Re: What is GNOME?



Havoc Pennington <hp@redhat.com> writes:

> That works for the initial list, but we need the abstract stuff for
> the future, so I hope people will have comments on that too.

See below.

> ee and esound are unmaintained AFAIK, so not interesting for the
> purpose of creating a list of members.

I hope we can ditch EE in favor of a clearly superior
pr0n^H^H^H^Himage viewing solution such as EOG :-)

We need esound for the sound stuff.  Until we have a replacement, we
have no choice.

> gfloppy is an example of something I'd like to exclude; it took maybe
> an hour to write. Of course, Jonathan will be a member for other
> reasons, but I don't think someone should get membership just for
> writing something like gfloppy.

See below.

> gnomehack is non-free, which opens a whole can of worms. In general, I
> don't think we want non-free projects to count. (Though in the nethack
> case, my personal feeling is that it can slide due to nethack's long
> tradition, there's no way we can make that kind of exception in
> general.)

What is the license?

> What's g-print? That printer desktop icon? Didn't Miguel write that in
> an hour or so?

See below.

> What's the plan when imlib is "axed"? And also, imlib 1 is
> unmaintained.

We need to support Imlib1 for legacy applications.  When we ax it, we
just include it as part of the compatibility libraries.

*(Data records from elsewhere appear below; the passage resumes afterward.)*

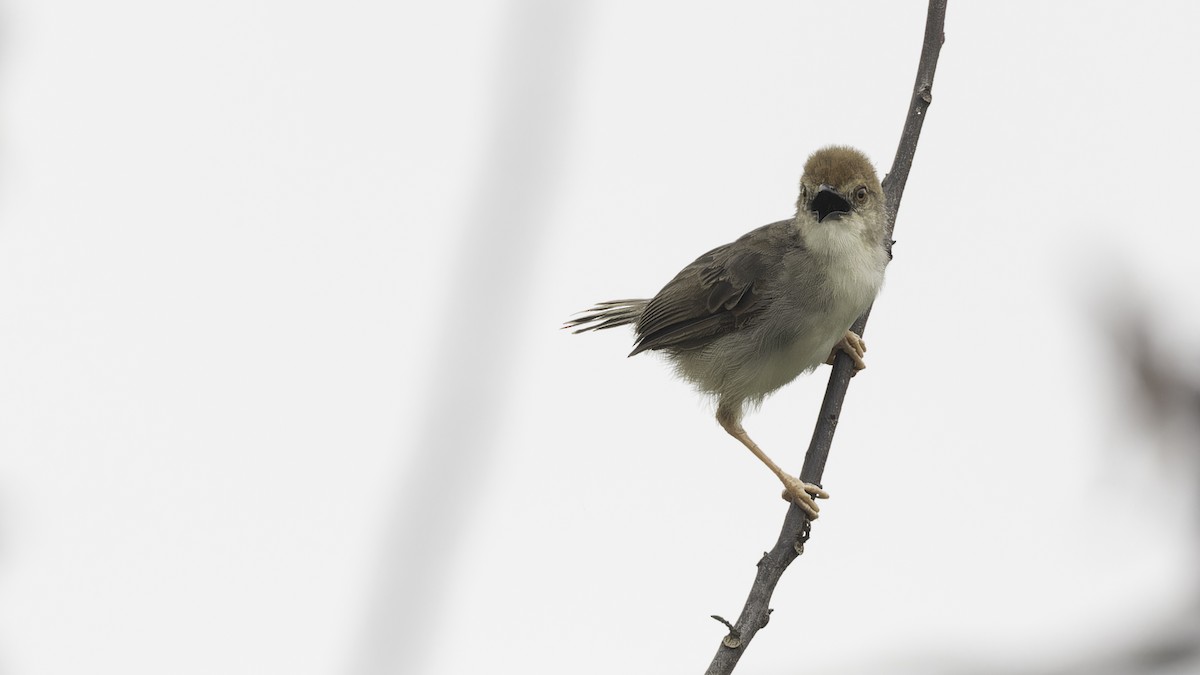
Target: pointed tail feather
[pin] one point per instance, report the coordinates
(607, 315)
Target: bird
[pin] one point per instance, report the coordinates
(753, 315)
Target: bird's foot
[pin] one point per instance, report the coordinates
(803, 495)
(852, 345)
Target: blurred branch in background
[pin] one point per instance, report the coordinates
(756, 610)
(503, 226)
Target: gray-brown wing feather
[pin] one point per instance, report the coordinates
(720, 292)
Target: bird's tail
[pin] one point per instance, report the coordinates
(607, 315)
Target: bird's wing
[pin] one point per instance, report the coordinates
(720, 292)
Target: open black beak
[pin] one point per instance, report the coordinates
(828, 202)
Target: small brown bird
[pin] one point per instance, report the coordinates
(750, 316)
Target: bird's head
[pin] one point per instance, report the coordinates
(839, 189)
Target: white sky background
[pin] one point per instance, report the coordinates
(229, 233)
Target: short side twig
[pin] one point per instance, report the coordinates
(795, 531)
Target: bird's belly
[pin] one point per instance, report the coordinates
(775, 368)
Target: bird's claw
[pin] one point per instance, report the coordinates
(804, 495)
(852, 345)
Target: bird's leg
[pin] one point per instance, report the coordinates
(804, 495)
(852, 345)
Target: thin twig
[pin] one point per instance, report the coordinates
(790, 544)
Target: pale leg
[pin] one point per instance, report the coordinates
(803, 495)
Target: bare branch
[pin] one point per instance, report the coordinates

> With several of these, such as ggv, gedit, evolution, you open the "do
> apps go in the list" can of worms. Or do only "apps that come with
> Windows also" like Wordpad and Outlook clones go in the list?
> 
> Anyway, even this list looks pretty controversial. :-( I think we need
> to actually answer the hard questions about what GNOME contains. If we
> can't do that, then we need to answer it by saying that GNOME contains
> everything imaginable. Then of course the worry is that the foundation
> will be run by kids that write gfloppy and gless and stuff like that,
> instead of by the larger contributors with lots of experience.

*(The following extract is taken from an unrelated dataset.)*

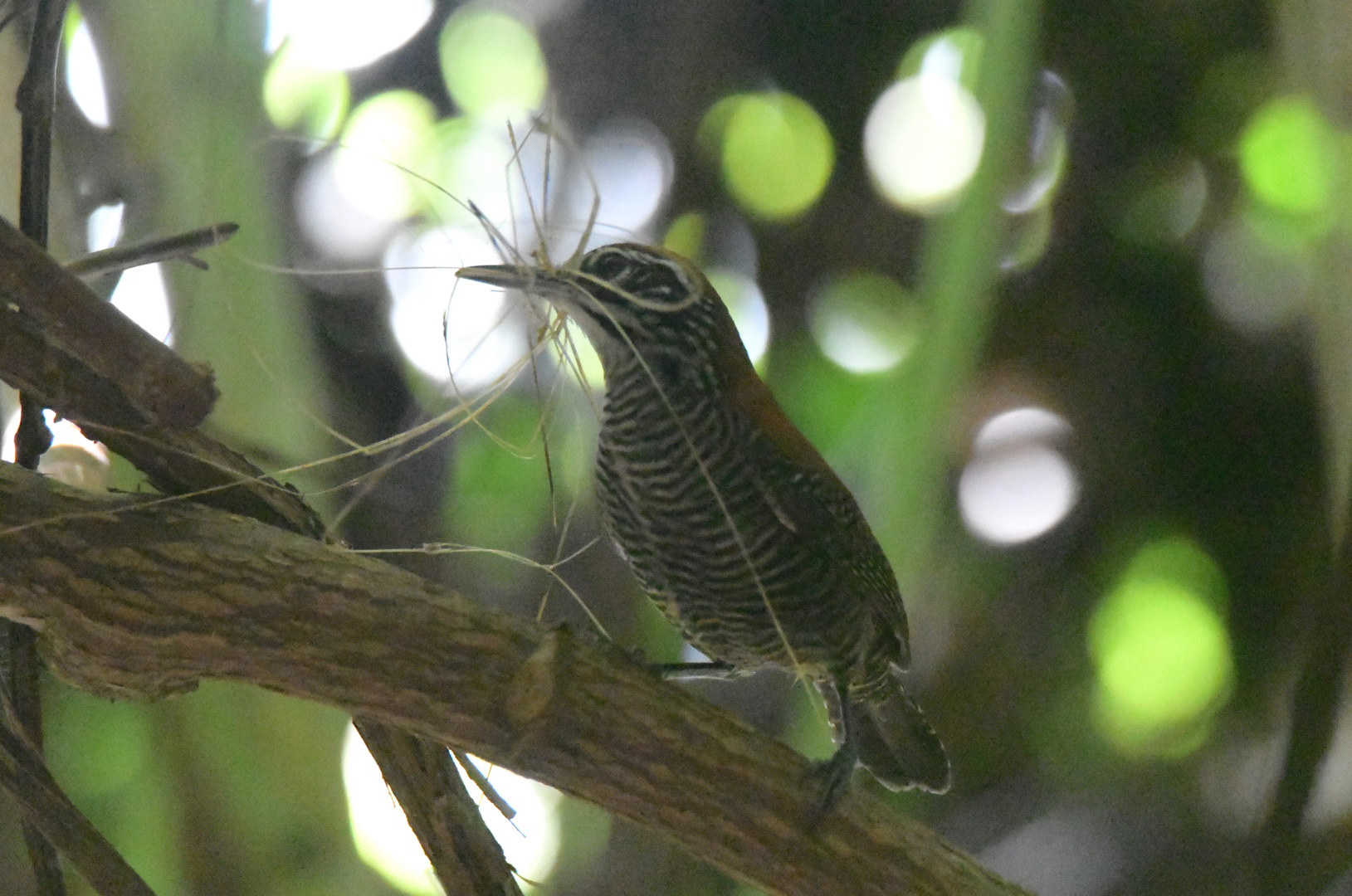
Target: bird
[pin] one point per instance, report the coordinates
(733, 523)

See below.  Oh, wait, you have reached the "below" point.

We should concentrate on the user experience.  Just saying "gfloppy is
a toy" or "gprint is a toy" is not taking the user into account.
People do need to format floppies and to be able to print stuff by
dragging files to a printer icon.  Thus they should be included.

The GNOME desktop should include whatever users expect to have in a
fully-functional machine.  This includes GNOME Office and Evolution,
Nautilus, and little tools like gfloppy and g-print.  If there are
several applications that provide the same functionality, we should
bless one as the prettiest or most functional or better supported.
This is what we did with Enlightenment and the Sawfish.  We may get
flamed by the authors of IRC clients, but hey, who cares.